English

Bug: Buffer overflow when COORDSYS element in ArcPad Map file (.apm) has more than 1000 characters

Description

The COORDSYS element of an ArcPad Map file (.apm) consists of a text string which defines the projection of the ArcPad Map. This text string should not exceed 1000 characters. In versions 6.x and 7.0, ArcPad does not check the length of this text string when reading the COORDSYS element, and before copying the text string into a memory buffer. Consequently, COORDSYS text strings longer than 1000 characters are copied into an insufficiently sized memory buffer, resulting in a buffer overflow. This bug provides the potential for malicious code to be executed when opening an .apm file that contains the code in a long COORDSYS string.

Cause

The length of the COORDSYS element's text string is not checked before copying the text string into a memory buffer.

Workaround

Exercise caution when opening ArcPad Map files from unknown sources.

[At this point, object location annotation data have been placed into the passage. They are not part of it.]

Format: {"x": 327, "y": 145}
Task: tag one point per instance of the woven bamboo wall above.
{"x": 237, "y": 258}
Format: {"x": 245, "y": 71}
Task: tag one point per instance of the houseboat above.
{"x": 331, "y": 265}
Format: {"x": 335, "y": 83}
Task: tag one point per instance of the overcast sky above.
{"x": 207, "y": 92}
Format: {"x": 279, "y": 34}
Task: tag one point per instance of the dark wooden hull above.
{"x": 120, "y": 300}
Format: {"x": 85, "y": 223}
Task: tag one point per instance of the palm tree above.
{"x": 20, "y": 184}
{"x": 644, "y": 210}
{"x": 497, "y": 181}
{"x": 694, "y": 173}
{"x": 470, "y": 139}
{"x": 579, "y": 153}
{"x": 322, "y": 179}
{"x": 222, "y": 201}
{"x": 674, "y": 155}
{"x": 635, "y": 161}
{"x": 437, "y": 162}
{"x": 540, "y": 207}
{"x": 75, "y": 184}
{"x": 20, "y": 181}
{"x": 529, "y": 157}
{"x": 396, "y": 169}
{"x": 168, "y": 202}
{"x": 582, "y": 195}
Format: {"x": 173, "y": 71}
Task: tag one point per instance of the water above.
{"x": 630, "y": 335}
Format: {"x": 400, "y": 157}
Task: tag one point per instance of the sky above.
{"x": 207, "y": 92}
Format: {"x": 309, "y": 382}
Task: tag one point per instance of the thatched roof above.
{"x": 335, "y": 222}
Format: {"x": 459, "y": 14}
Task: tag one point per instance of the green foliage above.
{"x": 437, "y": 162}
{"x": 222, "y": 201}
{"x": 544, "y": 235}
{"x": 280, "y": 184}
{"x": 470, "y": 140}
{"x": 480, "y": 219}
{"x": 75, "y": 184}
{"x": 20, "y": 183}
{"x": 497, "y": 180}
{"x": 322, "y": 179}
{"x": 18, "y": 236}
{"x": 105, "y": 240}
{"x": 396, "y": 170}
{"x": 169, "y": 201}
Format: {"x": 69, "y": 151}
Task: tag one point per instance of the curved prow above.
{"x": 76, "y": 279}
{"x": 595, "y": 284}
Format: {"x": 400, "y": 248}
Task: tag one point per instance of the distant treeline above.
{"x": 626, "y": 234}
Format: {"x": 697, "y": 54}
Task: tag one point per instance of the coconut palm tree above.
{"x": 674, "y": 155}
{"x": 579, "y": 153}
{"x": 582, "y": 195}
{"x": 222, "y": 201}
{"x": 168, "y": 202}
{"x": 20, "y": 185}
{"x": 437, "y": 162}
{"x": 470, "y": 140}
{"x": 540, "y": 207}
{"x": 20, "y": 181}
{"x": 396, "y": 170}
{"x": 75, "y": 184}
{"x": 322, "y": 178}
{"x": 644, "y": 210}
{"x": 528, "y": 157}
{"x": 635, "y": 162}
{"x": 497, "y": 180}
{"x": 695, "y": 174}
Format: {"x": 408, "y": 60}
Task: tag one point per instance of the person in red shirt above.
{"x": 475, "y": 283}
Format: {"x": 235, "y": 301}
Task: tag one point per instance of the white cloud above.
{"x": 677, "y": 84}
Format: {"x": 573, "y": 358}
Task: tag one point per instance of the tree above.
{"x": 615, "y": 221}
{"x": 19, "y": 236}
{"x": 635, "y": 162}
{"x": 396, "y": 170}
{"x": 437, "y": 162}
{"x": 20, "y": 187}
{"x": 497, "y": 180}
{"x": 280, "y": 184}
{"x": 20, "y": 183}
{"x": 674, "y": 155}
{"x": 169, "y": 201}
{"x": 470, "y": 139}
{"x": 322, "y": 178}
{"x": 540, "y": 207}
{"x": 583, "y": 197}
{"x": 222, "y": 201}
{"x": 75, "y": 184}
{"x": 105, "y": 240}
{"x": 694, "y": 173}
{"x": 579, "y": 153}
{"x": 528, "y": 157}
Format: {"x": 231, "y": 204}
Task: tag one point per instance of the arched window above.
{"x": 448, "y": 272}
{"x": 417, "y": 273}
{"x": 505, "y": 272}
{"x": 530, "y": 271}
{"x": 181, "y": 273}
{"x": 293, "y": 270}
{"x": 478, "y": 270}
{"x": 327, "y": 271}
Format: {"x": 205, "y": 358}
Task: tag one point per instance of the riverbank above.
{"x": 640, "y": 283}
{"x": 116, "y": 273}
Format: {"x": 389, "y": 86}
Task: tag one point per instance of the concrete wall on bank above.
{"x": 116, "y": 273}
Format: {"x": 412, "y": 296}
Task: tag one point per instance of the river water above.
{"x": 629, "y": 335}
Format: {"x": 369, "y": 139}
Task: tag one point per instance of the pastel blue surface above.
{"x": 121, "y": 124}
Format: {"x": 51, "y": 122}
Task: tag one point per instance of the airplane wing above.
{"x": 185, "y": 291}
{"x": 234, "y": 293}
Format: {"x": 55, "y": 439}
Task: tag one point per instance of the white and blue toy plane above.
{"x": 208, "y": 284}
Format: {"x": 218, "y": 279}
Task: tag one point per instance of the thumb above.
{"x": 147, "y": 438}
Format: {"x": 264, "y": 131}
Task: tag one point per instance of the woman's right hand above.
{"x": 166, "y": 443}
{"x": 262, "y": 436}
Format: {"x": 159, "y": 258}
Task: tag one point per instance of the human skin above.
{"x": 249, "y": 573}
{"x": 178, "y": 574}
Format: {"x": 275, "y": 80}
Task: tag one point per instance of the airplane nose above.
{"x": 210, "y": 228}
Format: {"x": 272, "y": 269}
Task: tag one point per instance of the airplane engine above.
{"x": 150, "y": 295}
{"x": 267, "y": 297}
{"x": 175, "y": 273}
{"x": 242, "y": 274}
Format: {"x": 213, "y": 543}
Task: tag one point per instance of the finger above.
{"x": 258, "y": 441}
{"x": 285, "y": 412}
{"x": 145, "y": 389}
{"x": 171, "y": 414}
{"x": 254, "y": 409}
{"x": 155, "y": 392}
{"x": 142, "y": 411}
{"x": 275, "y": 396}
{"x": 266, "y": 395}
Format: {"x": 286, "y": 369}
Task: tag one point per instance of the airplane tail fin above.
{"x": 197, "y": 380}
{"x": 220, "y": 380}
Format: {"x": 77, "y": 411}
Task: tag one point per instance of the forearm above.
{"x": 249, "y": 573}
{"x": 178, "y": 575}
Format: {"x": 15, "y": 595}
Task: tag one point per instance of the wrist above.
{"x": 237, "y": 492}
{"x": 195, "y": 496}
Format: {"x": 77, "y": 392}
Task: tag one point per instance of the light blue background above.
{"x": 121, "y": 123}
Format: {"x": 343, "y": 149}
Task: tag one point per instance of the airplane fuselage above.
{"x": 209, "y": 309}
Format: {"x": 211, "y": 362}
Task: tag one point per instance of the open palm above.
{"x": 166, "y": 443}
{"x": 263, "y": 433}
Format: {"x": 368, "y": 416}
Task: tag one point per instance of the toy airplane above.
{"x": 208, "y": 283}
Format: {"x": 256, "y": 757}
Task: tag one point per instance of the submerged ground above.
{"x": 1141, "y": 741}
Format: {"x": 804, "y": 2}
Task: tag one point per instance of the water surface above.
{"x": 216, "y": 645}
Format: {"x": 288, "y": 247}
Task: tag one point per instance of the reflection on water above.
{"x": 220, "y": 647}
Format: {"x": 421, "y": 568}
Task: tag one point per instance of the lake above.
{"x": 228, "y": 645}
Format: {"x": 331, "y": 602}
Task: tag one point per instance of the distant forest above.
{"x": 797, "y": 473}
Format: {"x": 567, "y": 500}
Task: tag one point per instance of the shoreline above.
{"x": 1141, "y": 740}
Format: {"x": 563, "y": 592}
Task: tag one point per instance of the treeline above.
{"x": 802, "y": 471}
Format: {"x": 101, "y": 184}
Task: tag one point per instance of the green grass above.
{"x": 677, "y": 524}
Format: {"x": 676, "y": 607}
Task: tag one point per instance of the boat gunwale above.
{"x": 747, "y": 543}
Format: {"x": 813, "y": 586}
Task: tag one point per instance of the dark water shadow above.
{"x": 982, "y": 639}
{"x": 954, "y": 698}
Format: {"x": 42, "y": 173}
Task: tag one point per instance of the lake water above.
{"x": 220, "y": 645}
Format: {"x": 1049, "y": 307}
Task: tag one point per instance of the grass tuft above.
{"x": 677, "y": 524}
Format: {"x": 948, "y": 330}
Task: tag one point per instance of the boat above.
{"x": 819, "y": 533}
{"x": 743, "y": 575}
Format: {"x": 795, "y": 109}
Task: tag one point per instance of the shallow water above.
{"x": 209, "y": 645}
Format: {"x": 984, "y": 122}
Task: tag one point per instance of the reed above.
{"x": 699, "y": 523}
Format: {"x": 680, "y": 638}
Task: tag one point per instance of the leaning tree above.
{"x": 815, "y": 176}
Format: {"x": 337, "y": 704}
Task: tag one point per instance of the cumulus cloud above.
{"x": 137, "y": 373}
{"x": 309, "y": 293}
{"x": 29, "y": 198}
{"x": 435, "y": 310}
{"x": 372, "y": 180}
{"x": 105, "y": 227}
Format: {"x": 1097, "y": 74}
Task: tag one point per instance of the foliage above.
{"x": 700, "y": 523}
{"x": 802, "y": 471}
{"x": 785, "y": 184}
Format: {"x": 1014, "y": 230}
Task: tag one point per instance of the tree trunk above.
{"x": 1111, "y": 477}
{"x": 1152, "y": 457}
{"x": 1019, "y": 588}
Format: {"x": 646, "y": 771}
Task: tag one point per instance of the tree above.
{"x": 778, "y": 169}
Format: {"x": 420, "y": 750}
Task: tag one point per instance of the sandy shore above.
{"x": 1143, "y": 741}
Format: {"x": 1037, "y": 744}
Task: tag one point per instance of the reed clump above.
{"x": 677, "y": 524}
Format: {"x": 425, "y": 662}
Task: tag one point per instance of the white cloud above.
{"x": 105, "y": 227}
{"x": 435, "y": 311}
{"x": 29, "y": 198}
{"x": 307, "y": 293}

Like many common file types, ArcPad Map files (.apm), ArcPad Layer files (.apl), and ArcPad Applet files (.apa) can all contain embedded scripts. These embedded scripts also provide the potential to execute malicious code when the file is opened by ArcPad. Caution should always be exercised when opening any file that can contain an embedded script - especially files that are received from anyone but a trusted source.

A service pack for ArcPad 7.0 will be released in April, 2006. This service pack includes a fix which discards any characters that exceed the 1000 character limit for the COORDSYS element.